Airline Passenger Group Lists Essential Reforms
News| | By Jason Owen
WASHINGTON, May 11, 2017 /PRNewswire-USNewswire/ — In a statement to the U.S. Congress and Department of Transportation, in the wake of shocking internet videos of airline passenger abuse and chaos, FlyersRights.org, the largest airline passenger organization, has conveyed a list of “essential air travel reforms.”
Paul Hudson, President and longtime Public Member of the FAA Aviation Rulemaking Advisory Committee, noted, “In the past month about 1 billion people have viewed on video the shockingly violent removal of Dr. Dao from a United Airlines flight on April 9th for refusal to give up his seat, followed by removal of a mother with two babies after an apparent assault and battery by an American Airlines flight attendant, followed by Delta Airlines removals of a passenger for using the restroom during a long tarmac delay and then a family of four with a one and two year old over the use of a paid for seat with a child seat threatened with arrest, jail and removal of their children so their seat could be used by a standby passenger. And now on Monday Spirit Airlines passengers mutinied at Fort Lauderdale Airport after the airline repeatedly canceled about 300 flights blaming weather when the real reason was lack of pilots.”

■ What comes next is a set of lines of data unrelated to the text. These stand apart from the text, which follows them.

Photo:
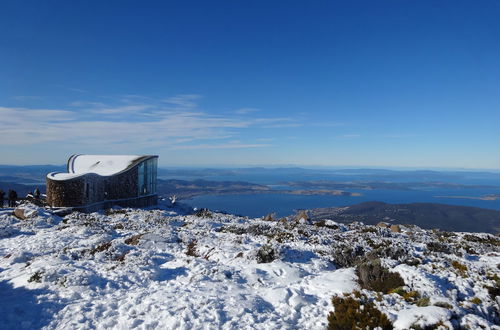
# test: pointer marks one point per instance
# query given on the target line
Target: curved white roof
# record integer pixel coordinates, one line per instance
(104, 165)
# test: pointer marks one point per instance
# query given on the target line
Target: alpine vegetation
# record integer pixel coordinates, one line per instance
(171, 268)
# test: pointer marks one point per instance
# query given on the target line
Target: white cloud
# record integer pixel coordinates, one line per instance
(184, 100)
(245, 111)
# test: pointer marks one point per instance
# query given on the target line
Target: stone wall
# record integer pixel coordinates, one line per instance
(91, 192)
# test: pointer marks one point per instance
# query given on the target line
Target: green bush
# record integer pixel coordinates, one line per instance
(372, 276)
(350, 313)
(266, 254)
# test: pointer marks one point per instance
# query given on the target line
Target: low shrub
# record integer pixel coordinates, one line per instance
(372, 276)
(350, 313)
(133, 240)
(347, 256)
(423, 302)
(462, 269)
(438, 247)
(36, 277)
(191, 249)
(204, 213)
(323, 224)
(266, 253)
(476, 300)
(100, 248)
(269, 217)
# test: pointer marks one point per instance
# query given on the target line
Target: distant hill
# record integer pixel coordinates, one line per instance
(21, 189)
(425, 215)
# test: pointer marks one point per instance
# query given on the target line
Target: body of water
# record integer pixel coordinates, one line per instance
(257, 205)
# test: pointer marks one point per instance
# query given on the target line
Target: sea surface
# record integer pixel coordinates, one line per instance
(257, 205)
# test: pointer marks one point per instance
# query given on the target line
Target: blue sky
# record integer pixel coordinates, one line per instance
(244, 83)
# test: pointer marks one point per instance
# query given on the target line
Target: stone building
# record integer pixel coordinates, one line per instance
(96, 182)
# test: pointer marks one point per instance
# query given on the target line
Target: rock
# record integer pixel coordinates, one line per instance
(395, 228)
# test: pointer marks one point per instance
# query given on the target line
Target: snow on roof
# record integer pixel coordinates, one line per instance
(104, 165)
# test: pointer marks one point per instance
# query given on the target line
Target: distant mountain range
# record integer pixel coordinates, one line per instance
(425, 215)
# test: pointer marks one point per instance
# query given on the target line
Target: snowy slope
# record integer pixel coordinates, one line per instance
(165, 269)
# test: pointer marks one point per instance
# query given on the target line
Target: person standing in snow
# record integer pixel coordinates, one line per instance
(2, 196)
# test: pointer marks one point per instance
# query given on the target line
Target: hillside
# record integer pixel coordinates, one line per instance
(425, 215)
(165, 268)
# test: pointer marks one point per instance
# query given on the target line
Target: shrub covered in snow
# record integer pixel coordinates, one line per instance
(350, 313)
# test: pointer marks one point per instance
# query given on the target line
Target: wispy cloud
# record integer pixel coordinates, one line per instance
(26, 97)
(223, 146)
(245, 111)
(350, 136)
(174, 122)
(78, 90)
(185, 100)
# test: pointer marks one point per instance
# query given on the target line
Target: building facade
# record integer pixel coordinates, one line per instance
(96, 182)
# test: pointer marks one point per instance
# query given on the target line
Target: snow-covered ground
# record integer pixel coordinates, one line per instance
(165, 269)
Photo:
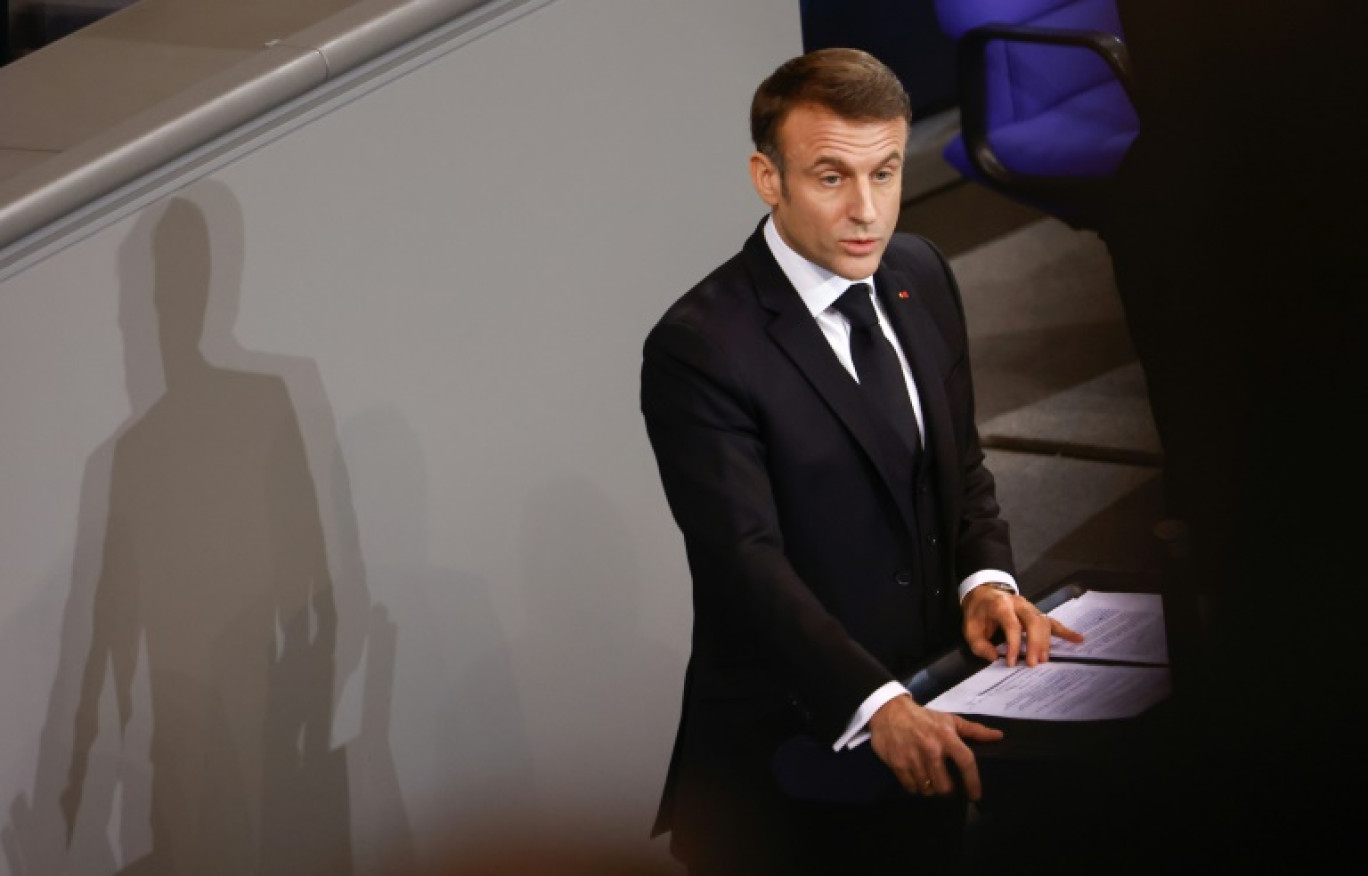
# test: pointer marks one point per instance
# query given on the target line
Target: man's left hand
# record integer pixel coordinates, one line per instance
(988, 609)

It is obvious that airline passenger mistreatment is not isolated and will not be solved by relying airline promises or voluntary policies.
The same plea to Congress was made in 2000 after a publicized tarmac confinement incident in Detroit by Northwest Airlines involving 4,800 passengers, but was found to be totally ineffective after it was discovered in 2008 that at least 150,000 passengers per year were be held against their will on the tarmac for up to 12 hours to prevent “passenger migration”. This abusive airline practice was only ended by the DOT promulgated Three Hour Rule effective in 2010.
Accordingly, in addition to the comprehensive reform proposals contained in the Flyersrights.org Airline Passengers Bill of Rights 2.0 available on the Flyersrights.org web site www.flyersrights.org FlyersRights.org believes the following measures are essential to prevent hundreds if not thousands of incidents of unjust, unnecessary removal or bumping of passengers by airlines and to mitigate the effects of increasing frequent mass flight cancelations.
- Suspend overselling of seats and require airlines to justify need for this exception to normal contract law, in contemplation of repeal of the oversales rule.
- End involuntary bumping especially when passengers have boarded aircraft.
- Repeal or modify Patriot Act provision that makes ignoring or disobeying flight crew instruction a federal felony (inference with flight crew) punishable by 20 years in prison, now used to threaten, eject and have passengers arrested for minor non terrorism related matters (prior to 2001 generally punished by FAA fines or under state criminal laws)
- Modify or eliminate rules that allow airlines to charge high change fees or forfeiture of paid ticket reservations for name corrections or substitutions
- Basic Due Process for Passengers.
- Mandatory written notices and warnings to passenger with their rights, remedies (Yellow Card solution) and obligations prior to removal or bumping, with right of notice of infraction and opportunity for immediate appeal to Captain,
- Require Captain to sign form finding Passenger ejection necessary for safety or security of flight and certifying that Passenger has been provided with written notice of rights and remedies,
- Plain Language statement of passenger rights and remedies in Contract of Carriage and in seat pockets including complaint form and claim procedures to airline, DOT, and passenger assistance organizations, with mail addresses, phone numbers, email addresses and fax numbers, plus flight delay and baggage compensation rights under US and international law, plus posters in airports with contact information for detailed rights and remedies.
- Require that airlines offer cash or check for bumping compensation, not vouchers or and prohibit airlines from requiring passengers sign a liability waiver as a condition of receiving compensation.
- Reinstate the reciprocity rule so that when passengers are excessively delayed they by an airline they can use their ticket on a competing airline flight with available seats.
- Stiff penalties for lying to passengers about the reasons for delays and cancelations.